Author | : Nicholas S. Thompson |
Publisher | : Springer Science & Business Media |
Total Pages | : 326 |
Release | : 2013-06-29 |
Genre | : Science |
ISBN | : 1461512212 |
Download Perspectives in Ethology Book in PDF, ePub and Kindle
The relations between behavior, evolution, and culture have been a subject of vigorous debate since the publication of Darwin's The Descent of Man (1871). The latest volume of Perspectives in Ethology brings anthropologists, ethologists, psychologists, and evolutionary theorists together to reexamine this important relation. With two exceptions (the essays by Brown and Eldredge), all of the present essays were originally presented at the Fifth Biannual Symposium on the Science of Behavior held in Guadalajara, Mexico, in February 1998. The volume opens with the problem of the origins of culture, tackled from two different viewpoints by Richerson and Boyd, and Lancaster, Kaplan, Hill, and Hurtado, respectively. Richerson and Boyd analyze the possible relations between climatic change in the Pleistocene and the evo lution of social learning, evaluating the boundary conditions under which social learning could increase fitness and contribute to culture. Lancaster, Kaplan, Hill, and Hurtado examine how a shift in the diet of the genus Homo toward difficult-to-acquire food could have determined (or coe volved with) unique features of the human life cycle. These two essays illus trate how techniques that range from computer modeling to comparative behavioral analysis, and that make use of a wide range of data, can be used for drawing inferences about past selection pressures. As culture evolves, it must somehow find its place within (and also affect) a complex hierarchy of behavioral and biological factors.
Author | : Tina Moffat |
Publisher | : Berghahn Books |
Total Pages | : 281 |
Release | : 2010-12-01 |
Genre | : Medical |
ISBN | : 1845459814 |
Download Human Diet and Nutrition in Biocultural Perspective Book in PDF, ePub and Kindle
There are not many areas that are more rooted in both the biological and social-cultural aspects of humankind than diet and nutrition.

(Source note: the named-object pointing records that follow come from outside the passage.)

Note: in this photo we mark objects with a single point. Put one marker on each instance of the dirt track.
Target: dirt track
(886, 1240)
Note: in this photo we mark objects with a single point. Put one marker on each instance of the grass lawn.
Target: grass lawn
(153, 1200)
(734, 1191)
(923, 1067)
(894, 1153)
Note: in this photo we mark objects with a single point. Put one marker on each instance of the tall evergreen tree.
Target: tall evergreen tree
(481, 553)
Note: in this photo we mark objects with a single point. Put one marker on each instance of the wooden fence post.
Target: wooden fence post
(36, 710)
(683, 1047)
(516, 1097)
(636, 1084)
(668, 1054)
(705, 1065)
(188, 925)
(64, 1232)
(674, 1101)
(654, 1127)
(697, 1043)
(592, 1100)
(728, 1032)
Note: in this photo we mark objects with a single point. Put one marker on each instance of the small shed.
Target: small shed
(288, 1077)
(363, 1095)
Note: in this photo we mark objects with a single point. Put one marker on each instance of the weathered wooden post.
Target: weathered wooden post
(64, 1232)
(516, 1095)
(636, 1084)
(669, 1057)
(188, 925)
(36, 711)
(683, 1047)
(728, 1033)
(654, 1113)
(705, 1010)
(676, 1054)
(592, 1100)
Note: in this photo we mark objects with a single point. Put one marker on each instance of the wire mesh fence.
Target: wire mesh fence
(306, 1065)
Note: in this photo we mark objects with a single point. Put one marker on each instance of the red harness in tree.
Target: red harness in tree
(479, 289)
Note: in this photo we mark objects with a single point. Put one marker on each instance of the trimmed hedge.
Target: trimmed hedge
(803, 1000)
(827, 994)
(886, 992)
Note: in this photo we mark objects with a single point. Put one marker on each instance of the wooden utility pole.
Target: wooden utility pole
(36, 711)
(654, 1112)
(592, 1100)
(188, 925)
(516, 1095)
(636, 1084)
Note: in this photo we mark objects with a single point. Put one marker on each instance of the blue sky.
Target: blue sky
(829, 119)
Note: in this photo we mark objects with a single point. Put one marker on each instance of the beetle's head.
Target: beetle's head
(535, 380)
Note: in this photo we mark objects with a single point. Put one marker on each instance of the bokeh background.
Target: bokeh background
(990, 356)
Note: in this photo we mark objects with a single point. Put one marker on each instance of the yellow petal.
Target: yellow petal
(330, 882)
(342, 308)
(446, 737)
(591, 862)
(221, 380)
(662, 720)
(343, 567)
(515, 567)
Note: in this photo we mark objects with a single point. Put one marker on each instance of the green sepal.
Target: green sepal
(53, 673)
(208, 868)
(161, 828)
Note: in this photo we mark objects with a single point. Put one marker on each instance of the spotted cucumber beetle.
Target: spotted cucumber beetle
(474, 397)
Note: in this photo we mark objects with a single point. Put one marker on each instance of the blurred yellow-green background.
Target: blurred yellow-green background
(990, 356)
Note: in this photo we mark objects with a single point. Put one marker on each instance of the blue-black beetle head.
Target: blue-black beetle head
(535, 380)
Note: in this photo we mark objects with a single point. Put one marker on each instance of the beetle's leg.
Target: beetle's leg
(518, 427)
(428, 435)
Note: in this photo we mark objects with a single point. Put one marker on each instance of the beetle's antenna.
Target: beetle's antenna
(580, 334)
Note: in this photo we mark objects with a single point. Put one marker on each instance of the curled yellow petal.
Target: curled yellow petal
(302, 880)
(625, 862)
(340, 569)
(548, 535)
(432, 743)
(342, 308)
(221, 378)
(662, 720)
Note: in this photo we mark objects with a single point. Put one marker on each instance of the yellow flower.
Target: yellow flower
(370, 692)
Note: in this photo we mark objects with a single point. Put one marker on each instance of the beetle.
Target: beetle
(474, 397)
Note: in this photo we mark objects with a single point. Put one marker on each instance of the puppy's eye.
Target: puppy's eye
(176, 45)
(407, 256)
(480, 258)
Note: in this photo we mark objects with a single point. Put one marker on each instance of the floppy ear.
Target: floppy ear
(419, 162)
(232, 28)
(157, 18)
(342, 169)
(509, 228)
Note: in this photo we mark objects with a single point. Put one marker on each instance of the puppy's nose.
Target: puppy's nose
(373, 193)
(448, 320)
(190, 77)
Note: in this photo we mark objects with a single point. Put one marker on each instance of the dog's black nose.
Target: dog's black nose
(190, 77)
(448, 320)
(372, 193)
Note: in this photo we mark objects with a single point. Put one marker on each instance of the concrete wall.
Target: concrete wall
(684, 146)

Throughout human history nutrition has been shaped by political, economic, and cultural forces, and in turn, access to food and nutrition has altered the course and direction of human societies. Using a biocultural approach, the contributors to this volume investigate the ways in which food is both an essential resource fundamental to human health and an expression of human culture and society. The chapters deal with aspects of diet and human nutrition through space and time and span prehistoric, historic, and contemporary societies spread over various geographical regions, including Europe, North America, Africa, and Asia to highlight how biology and culture are inextricably linked.